Он чувствовал, как она вся дрожит в его объятиях. Он знал, что это не спазмы страха или плача. Леокадия смеялась откровенно — сначала беззвучно, а потом весело, заливисто. Да, были моменты, когда Попельский жалел, что объединяет их такое близкое родство.
От двери послышался тихий стук.
— Это к тебе, моя дорогая. — Эдвард поцеловал кузину в щеку. — Это упомянутый тобой болван…
Леокадия отодвинулась от Эдварда и пошла в прихожую. Она открыла дверь, сказала что-то тихо, а потом вернулась в гостиную. Ее длинные, окрашенные в красный цвет ногти, которые некий спирит определил когда-то, как несомненный знак хорошего течения духовных флюидов, стиснуты были на цепочке. Железные звенья забренчали, когда она протянула к Эдварду руку.
— Возьми это, — прошептала она, а потом так же тихо спросила: — Служанка Ханаса была с тобой оговорена? Откуда ты знал, что я соглашусь?

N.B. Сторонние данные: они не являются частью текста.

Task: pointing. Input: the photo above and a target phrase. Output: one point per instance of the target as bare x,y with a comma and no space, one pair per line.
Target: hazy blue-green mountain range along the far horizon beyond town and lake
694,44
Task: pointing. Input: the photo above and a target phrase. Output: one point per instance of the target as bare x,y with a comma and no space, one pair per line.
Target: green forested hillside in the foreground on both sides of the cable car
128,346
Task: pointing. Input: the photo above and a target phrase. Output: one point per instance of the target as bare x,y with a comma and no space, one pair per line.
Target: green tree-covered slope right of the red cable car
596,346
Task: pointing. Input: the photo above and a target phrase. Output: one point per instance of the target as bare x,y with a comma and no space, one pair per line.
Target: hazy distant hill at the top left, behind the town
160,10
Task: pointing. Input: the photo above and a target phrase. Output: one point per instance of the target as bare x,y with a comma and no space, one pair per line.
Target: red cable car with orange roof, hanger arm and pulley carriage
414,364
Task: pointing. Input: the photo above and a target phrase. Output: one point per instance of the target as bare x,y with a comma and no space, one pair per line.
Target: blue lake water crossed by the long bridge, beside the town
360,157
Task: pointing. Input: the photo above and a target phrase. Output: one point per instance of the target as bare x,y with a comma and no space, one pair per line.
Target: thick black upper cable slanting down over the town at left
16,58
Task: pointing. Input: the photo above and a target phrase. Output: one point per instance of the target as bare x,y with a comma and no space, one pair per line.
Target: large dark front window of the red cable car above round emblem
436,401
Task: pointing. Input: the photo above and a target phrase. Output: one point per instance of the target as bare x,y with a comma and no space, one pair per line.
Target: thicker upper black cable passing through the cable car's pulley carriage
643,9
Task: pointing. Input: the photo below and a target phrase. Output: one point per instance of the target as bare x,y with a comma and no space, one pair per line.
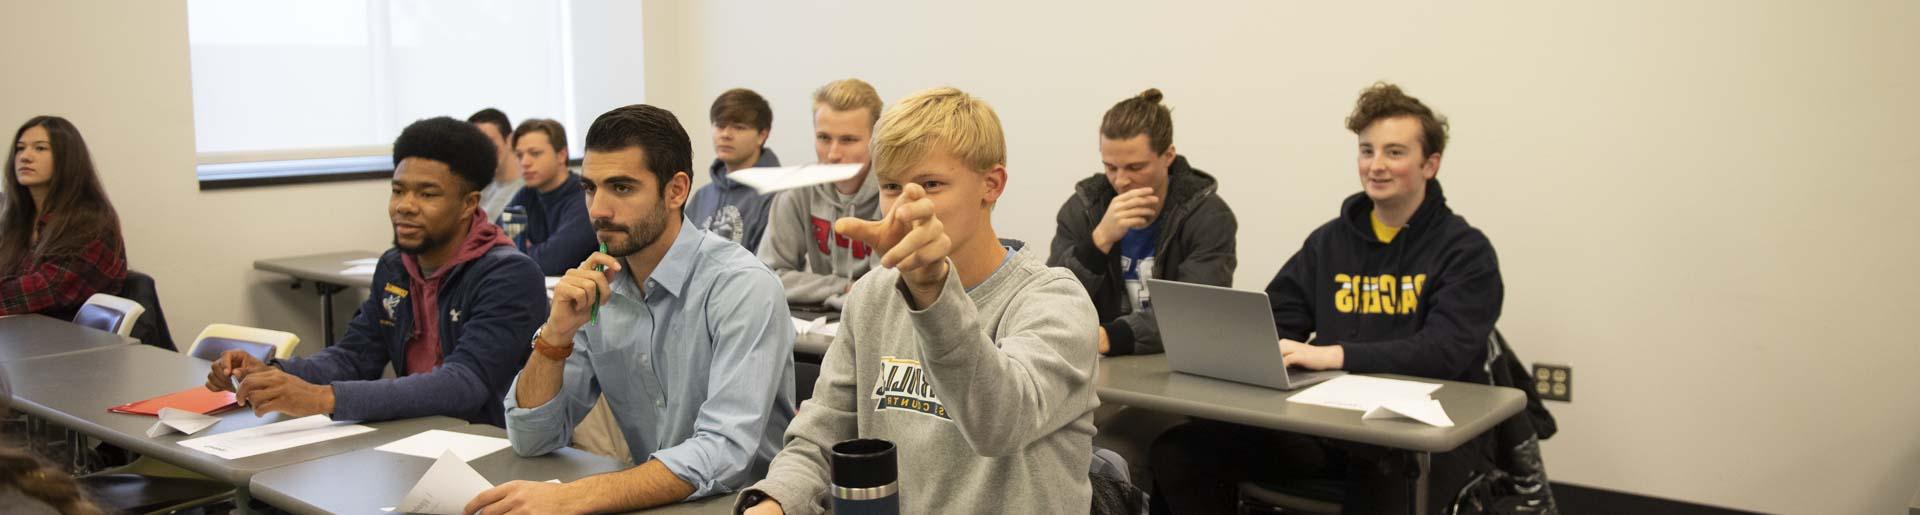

Эдвард поцеловал ее и обнял снова.
— Ты всегда любила мои шутки, — прошептал он.
— Я делаю это для Риты. — Она вздохнула. Ни она, ни он в это не верили.
13
Уставшего аспиранта Вильгельма Зарембу, который в квартире Попельского появился в половине второго ночи, ждали в столовой кувшин ароматного кофе от Ридлов, сливки с тертым миндалем и ванильные альберты. Полицейский скинул пиджак на спинку стула, положил локти на стол и потер красные от недосыпа глаза. Потом потянулся за печеньем, которое съел с большим аппетитом, и отхлебнул громко кофе. Эти действия не мешали ему, однако, внимательно слушать Попельского, который уже во второй раз этой ночью рассказал историю похищения Риты и осветил свои связанные с этим событием решения.